Alamitos Bay Yacht Club
- Burgee
- Short name: ABYC
- Founded: August 14, 1924; 100 years ago
- Location: 7201 East Ocean Blvd., Long Beach, California 90803
- Website: www.abyc.org

= Alamitos Bay Yacht Club =

Alamitos Bay Yacht Club is a yacht club located in Alamitos Bay (Long Beach, California), United States. The club belongs to the Southern California Yachting Association.

== History ==
Alamitos Bay Yacht Club was founded on August 14, 1924, by twelve local sailors and boat builders. On May 30, 1926, ABYC was formally organized with Richard L. Russell Sr., elected the first Commodore, and ABYC was incorporated within the laws of the State of California on January 28, 1928.

== Racing ==
Besides many National and North American Championships, the Clifford Day Mallory Cup in 1976 and the 2002 Snipe Western Hemisphere & Orient Championship, ABYC hosted the following World Championships:
- 1974 Finn Gold Cup / Open Worlds
- 1977 Tornado World Championship
- 1979 International 14 World Championships
- 1981 Open Snipe World Championship
- 1991 ISAF World Women's Sailing Championship
- 1993 Tornado World Championship
- 1997 A-Cat World Championship
- 1999 Melges 24 World Championship
- 2006 International 14 World Championships
- 2019 Viper 640 World Championship

== Sailors ==
Chuck Kober, who started sailing Snipes in the 1930s, was continental champion in Dragon in 1964 and became president of the United States Yacht Racing Union (USYRU) in 1982. Peter Barrett was gold medallist in Star at the 1968 Summer Olympics and silver at the 1964 Summer Olympics.
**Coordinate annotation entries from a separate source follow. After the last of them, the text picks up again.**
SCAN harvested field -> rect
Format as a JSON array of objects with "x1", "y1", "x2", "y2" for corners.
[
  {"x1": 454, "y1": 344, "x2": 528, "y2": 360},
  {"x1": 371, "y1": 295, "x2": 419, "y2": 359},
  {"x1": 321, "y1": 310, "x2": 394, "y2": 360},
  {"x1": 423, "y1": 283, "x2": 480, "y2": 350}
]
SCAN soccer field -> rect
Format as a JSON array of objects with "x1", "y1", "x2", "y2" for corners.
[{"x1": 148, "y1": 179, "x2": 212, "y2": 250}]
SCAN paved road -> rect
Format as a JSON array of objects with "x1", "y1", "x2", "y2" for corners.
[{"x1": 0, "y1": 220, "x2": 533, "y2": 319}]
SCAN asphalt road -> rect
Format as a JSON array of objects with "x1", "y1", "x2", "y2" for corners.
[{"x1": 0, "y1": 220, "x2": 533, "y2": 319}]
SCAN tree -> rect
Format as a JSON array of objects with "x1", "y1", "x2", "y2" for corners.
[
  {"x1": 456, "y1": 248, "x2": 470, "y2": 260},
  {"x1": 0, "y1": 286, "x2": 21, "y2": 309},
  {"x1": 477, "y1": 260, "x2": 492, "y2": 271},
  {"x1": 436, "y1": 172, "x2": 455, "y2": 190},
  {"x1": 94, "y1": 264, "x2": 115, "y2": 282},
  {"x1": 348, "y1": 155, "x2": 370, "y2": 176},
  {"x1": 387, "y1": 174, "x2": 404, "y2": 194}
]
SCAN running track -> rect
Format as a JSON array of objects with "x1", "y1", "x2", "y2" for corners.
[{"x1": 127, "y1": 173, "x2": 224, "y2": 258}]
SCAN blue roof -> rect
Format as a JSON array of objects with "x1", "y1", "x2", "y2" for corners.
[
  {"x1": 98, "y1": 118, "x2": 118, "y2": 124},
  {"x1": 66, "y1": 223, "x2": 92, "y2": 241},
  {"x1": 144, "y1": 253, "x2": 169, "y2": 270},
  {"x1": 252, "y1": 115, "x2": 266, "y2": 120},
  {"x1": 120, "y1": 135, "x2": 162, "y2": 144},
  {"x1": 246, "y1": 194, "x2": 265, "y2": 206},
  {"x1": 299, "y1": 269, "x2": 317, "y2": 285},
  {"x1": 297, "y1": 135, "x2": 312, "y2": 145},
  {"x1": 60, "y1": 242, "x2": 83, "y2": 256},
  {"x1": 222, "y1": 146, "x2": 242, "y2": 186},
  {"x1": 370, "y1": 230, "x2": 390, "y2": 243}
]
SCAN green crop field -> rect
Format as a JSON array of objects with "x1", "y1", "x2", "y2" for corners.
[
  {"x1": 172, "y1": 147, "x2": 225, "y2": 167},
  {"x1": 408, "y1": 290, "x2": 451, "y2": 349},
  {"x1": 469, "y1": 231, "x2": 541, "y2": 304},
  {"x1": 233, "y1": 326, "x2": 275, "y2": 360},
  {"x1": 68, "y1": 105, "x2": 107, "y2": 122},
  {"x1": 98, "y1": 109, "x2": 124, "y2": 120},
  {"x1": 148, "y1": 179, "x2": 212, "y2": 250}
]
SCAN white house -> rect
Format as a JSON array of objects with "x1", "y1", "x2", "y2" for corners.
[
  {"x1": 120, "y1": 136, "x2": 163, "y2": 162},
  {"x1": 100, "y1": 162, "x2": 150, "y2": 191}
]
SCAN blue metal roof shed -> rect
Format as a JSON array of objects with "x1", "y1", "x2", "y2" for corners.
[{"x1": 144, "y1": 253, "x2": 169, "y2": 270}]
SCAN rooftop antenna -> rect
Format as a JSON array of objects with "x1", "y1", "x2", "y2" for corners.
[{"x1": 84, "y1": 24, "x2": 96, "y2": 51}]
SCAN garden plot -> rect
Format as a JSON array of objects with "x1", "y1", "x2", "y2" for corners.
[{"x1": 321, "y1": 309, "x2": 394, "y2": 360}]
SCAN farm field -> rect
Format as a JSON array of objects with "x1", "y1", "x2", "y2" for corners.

Steve Bloemke and Gregg Morton won the Snipe Junior World Championship in 1982. Allison Jolly, also a former Snipe sailor, became the first-ever Gold medalist in the women's 470 event at the 1988 Summer Olympics while John Shadden won the bronze medal in the men's 470. John Latiolait, Jerry Montgomery, Jim McLeod, Don Reiman and Dave Thompson won the Transpacific Yacht Race in 1997. Howard Hamlin and Mike Martin won the 505 World Championship in 1999. Sarah Glaser won a silver medal in the 470 class at the Summer Olympics and was named US Sailor of the Year in 2000.